Companies have succeeded in utilization the power of data starting with a particular business problem and then looking for data to help them make a decision. Contrary to what Anderson lectures, the process begins with a business problem and a specific hypothesis, not data. Consider the following these cases:

Amazon Prime Service.
In 2005, Amazon launched its Prime service, offering members free shipping in two days. Traditional retailers who have difficulty competing for price or variety that customers can immediately pick up the product in their store instead of waiting daily. Amazon announced a new service, Prime Now, that allows its members to place orders from more than 25,000 products that can deliver to their homes within two hours. How can Amazon provide thousands of products to millions of households within hours when other online businesses lose from three to five business days? Although warehousing and logistics efficiency is part of the answer, Amazon uses the customer’s past buying behavior to guess what they are likely to order in the future. This insight helps Amazon optimally locate their repository and store with the right products. Amazon knows the products you can order even before you do. Better predictability from rich customer data has another significant benefit: Amazon does not keep most of its products in stock for long periods of time, significantly reducing its working capital needs. Its cash conversion cycle is 14 days, much smaller than nearly 30 days for most retailers.

Heineken’s World Cities
In 2014, Heineken was facing a worldwide challenge: its consumers, especially young people “in the crowd,” have begun to like local craft beers more than. How can a global brand relate to these consumers? CEO Heineken realized that drinking beer was part of the social life of consumers. So what things or other events have driven and enriched their social behavior? The company finds that people are using social signals to determine what is hot in a city (bars, restaurants, events) to reduce FOMO (fear of missing out). Using this insight, Heineken launched a campaign called “The City of the World” . Soon, more than 100 markets have translated this global strategy into the local market, creating other unique ways to help consumers find adventure experiences in the world. In London, Heineken-branded cabins have taken people out of their comfort zone, offering customers a can of Heineken cans to the other pubs in the city for free; At the Heineken green door in Mexico City, this amazing experience — an unexpected bike ride, a trip to London, or a great dinner. In addition to creating a stable relationship for the brand, overall activation has resulted in volume growth of 5% in the top 20 markets.

BuzzFeed native ads
Native ads or sponsored content often blur the line between ads and editors, which is all anger among advertisers. BuzzFeed, one of the leaders in the field, was founded by Jonah Peretti in 2006 with the premise that it can reliably produce content. BuzzFeed now generates 7 billion views from 200 million unique visitors per month. Advertisers rush to Buzzfeed because their ability to create sponsored content reaches a 30% -80% social rise, a measure of their toxicity. How does BuzzFeed achieve this level of independence?

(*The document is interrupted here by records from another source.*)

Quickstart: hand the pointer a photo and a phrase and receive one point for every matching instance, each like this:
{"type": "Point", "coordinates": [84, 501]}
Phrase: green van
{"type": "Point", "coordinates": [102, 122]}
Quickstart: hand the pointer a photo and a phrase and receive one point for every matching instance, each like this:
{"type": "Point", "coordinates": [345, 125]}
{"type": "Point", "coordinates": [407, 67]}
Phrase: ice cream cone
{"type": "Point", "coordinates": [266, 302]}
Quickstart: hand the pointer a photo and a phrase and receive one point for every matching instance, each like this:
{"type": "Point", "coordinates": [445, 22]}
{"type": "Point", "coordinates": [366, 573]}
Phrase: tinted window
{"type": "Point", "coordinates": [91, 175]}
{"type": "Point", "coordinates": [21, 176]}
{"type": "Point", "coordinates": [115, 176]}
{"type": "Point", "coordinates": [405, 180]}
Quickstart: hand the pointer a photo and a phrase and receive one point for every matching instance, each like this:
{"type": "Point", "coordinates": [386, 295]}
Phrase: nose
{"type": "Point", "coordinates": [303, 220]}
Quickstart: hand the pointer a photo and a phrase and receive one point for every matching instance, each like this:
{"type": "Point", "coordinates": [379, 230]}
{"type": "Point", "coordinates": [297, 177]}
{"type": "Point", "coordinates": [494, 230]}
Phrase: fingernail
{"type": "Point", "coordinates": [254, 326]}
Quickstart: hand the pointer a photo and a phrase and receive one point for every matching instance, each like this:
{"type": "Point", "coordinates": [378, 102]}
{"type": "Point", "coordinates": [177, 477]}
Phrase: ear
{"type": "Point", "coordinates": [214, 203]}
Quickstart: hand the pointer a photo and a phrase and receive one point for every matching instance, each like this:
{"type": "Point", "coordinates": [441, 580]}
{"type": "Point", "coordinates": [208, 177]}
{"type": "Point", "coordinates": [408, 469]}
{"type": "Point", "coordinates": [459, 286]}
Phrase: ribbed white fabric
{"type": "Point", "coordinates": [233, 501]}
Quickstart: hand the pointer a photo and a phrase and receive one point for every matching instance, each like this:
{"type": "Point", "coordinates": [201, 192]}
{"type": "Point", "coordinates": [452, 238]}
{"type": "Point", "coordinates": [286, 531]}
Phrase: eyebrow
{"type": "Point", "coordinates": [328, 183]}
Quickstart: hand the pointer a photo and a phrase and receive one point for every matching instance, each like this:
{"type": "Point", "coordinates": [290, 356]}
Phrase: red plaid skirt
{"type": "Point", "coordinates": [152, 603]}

Jon Steinberg, former president of BuzzFeed, explains, “There is a lot of creativity [in content production], but the system takes over publish once the articles. We control during takeoff, but while it is in the air, it is on autopilot, driven by an algorithm. “The company effectively utilizes insights from the data that allow algorithms to feed the winners and to starve the losers.

These examples have one thing in common: Knowledge from the data comes from focusing the laser on a business problem rather than shooting in the dark in the hope of discovering a hidden truth. Indeed, there are situations in which detailed information recognize data patterns about opportunity productivity, but most of the benefits from data come from pursuing well-defined problems.